Ultrasounds outperform magnetic resonance imaging in quantifying meniscal extrusion in patients with knee osteoarthritis
Purpose
The aim of this study was to quantify meniscal extrusion through ultrasound (US) evaluation in supine and standing positions and to compare the results with those documented through magnetic resonance (MR) imaging in patients affected by knee osteoarthritis (OA).
Methods
Sixty patients (38 men, 22 women, mean age 60.8 ± 9.7 years) with knee OA were enrolled and underwent a 1.5 T MR evaluation and an US examination of the symptomatic OA knee for the evaluation of the medial and lateral meniscus extrusion both in the supine clinostatic position (clino-US) with the knee fully extended and in the standing weight-bearing orthostatic position (ortho-US). For the three imaging evaluations (MR, clino-US and ortho-US), both semi-quantitative and quantitative measurements were performed.
Results
The quantitative analysis documented higher values of medial meniscal extrusion at the ortho-US evaluation (5.2 ± 2.3 mm) compared to MR (4.2 ± 2.2, p < 0.0005) and clino-US (4.5 ± 2.3, p < 0.0005) and of the lateral meniscus at the ortho-US evaluation (4.3 ± 1.8) compared to MR (3.3 ± 1.6, p < 0.0005) and clino-US (3.8 ± 1.6, p < 0.0005).
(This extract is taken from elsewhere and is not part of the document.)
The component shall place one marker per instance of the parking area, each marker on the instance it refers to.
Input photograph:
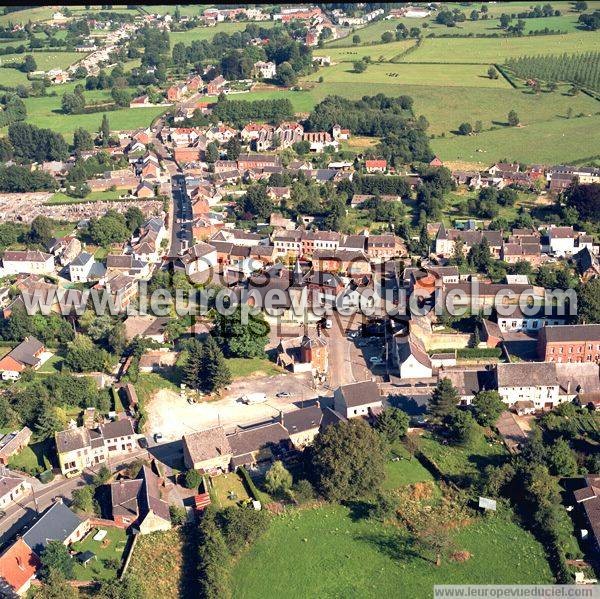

The semi-quantitative analysis confirmed the same trend for both menisci. Higher extrusion values were documented in women and more advanced OA, as well as in older patients with higher body mass index, the latter being underestimated the most by the MR approach.
Conclusion
US outperforms MR imaging in quantifying meniscal extrusion in patients with knee OA. Moreover, the highest values of meniscal extrusion have been documented using US in standing position compared to the supine position, underlining the importance of the weight-bearing assessment of meniscal extrusion in knee OA patients.